How Catbird Broke Into Branded Jewelry

jewelry

Jewelry is big business in the United States — but selling it in most case has proven to be a hill too steep for most startups to mount. Overall, the U.S. jewelry market is worth about $70 billion annually — so there is plenty of jewelry being sold — but it is not an incredibly fast growing market. Between 2014 and 2018 the U.S market only grew about 1.4 percent. Major chains like Signet (owner of Mary Kay, Jared and Zales) tend to dominate the market. The smaller, independently-owned “mom and pop shops” in the industry, of which there are about 23,000 in the United States, tend to be smaller and struggle with profitability, according to Bloomberg reports.

“The industry’s completely saturated,” says Britanny Carter, an analyst at market research firm IBISWorld. “There’s not too many exciting things going on.”

And within the larger subset of jewelers, about 20 percent of annual global sales come care of branded jewelry, or jewelry pieces associated with a particular shop or maker, according to a 2014 report from McKinsey & Co. — though the same report noted that its share of the market is on the rise and is expected to be closer to 30 or even 40 percent by the year 2020. It is the highest growth segment, and thus most potentially lucrative entry point for startups looking to crack the diamond-hard jewelry market — though statistically speaking, it is not an easy entry point. As is the case with the overall industry, established players have a huge advantage, and in the world of branded pieces very well-known names like Cartier and Tiffany tend to dominate.

The reason for that is obvious but easy to overlook, Ken Gassman, president of the Jewelry Industry Research Institute, told Bloomberg. Branded jewelry depends on consumers wanting to associate themselves with a specific name, which means new entrants have to invest in building that name to sell that product.

“The number of people who have tried branded jewelry and failed is enormous,” said Gassman. “People don’t understand how much time and money it takes.”

Which is what makes Williamsburg, Brooklyn-based Catbird such an unusual phenomenon in the world of branded jewelry. Founded in 2014 and propelled to fame by the handiwork of an employee making rings at her kitchen table, the single-location shop brings in over $20 million annually.

The brand’s first big success was something of a stroke of luck — Catbird had been around and open for business for about two years when an employee started creating the millimeter-thin gold and silver stackable rings the brand went viral with. Catbird didn’t invent the stackable ring, which has been around since the ’70s, but it is largely credited with making them a must-have totem of cool in Williamsburg, Brooklyn, and from there, the rest of the nation.

That means, according to Founder Rony Vardi, Catbird didn’t invest millions in marketing its brand to the world back in its early days — instead it invested in reaching out to local designers looking for a place to sell their handmade creations (in 2005 Etsy was not yet a household word) and building a Yahoo! site to sell those locally-created goods to the worldwide digital audience. Catbird was also lucky, according to Vardi, in that early customers were makeup artists, costume designers, set designers, models and actresses — all very cool, and all more effective at carrying the brand than any paid marketing campaign could have been. Actresses Kristen Stewart, Olivia Wilde, Jessica Biel, and Lena Dunham are all among the brand’s more notable and visible fans.

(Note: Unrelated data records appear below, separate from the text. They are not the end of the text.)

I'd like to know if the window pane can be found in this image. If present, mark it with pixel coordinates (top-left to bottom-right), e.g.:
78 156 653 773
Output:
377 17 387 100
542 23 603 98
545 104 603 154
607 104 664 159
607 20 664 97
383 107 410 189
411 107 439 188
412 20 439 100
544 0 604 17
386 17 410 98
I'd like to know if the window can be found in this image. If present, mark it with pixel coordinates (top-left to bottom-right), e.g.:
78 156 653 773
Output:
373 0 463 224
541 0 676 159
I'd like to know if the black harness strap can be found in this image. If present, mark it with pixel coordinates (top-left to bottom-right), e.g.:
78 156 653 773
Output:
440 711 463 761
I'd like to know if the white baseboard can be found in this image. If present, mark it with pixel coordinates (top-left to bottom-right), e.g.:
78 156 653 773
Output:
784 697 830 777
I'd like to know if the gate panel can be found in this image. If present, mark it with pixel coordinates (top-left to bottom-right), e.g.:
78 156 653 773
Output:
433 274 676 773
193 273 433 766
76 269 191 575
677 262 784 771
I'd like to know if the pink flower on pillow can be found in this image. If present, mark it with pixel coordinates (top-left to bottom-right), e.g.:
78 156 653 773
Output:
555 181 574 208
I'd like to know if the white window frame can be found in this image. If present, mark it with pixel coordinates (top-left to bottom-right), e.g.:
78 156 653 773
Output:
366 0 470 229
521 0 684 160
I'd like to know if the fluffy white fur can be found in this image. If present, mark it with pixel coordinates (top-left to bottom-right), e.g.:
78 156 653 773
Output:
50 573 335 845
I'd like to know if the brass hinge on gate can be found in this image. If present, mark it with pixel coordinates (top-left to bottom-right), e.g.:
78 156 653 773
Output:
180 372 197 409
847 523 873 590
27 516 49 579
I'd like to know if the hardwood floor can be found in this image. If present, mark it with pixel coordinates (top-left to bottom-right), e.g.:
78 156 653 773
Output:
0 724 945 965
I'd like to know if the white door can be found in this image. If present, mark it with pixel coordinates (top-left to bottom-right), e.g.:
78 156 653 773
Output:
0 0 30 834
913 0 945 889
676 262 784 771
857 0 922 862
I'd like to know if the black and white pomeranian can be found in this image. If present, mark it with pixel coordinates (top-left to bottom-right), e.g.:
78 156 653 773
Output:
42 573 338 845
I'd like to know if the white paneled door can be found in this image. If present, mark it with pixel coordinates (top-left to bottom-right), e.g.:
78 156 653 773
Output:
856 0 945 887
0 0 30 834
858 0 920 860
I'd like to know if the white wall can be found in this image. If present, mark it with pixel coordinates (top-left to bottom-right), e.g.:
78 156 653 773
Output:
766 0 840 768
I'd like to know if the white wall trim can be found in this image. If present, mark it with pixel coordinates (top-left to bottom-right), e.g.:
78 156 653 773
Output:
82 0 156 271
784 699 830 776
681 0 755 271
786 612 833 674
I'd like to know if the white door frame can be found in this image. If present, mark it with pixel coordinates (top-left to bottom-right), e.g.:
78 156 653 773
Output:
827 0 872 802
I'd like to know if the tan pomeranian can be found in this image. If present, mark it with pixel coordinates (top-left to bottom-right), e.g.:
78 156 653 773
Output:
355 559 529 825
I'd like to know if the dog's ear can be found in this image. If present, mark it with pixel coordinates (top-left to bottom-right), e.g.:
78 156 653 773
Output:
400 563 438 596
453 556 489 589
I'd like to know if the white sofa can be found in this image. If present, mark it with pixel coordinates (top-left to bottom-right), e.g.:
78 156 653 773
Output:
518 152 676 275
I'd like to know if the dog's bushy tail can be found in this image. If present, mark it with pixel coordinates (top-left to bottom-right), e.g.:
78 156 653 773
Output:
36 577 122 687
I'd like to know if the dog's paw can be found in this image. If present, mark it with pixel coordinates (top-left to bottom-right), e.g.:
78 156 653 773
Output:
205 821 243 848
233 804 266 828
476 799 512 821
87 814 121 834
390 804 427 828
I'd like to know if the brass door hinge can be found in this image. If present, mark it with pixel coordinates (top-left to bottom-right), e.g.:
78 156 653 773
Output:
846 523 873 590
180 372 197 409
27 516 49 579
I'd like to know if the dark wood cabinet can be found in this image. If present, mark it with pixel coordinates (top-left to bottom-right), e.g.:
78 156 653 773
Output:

Endorsed by celebrities or not, Vardi said that despite Catbird’s success with the stackable rings — or more recently, items like permanent friendship bracelets that are literally welded together on the customer’s wrist so that they can never be removed — the brand’s 15 years of successful growth is premised on the fact that it is not a trend-chasing brand.

“Everyone wants to be cool,” Vardi told the news outlet. “We strive to be nothing that’s of the moment. Cool, as opposed to trendy.”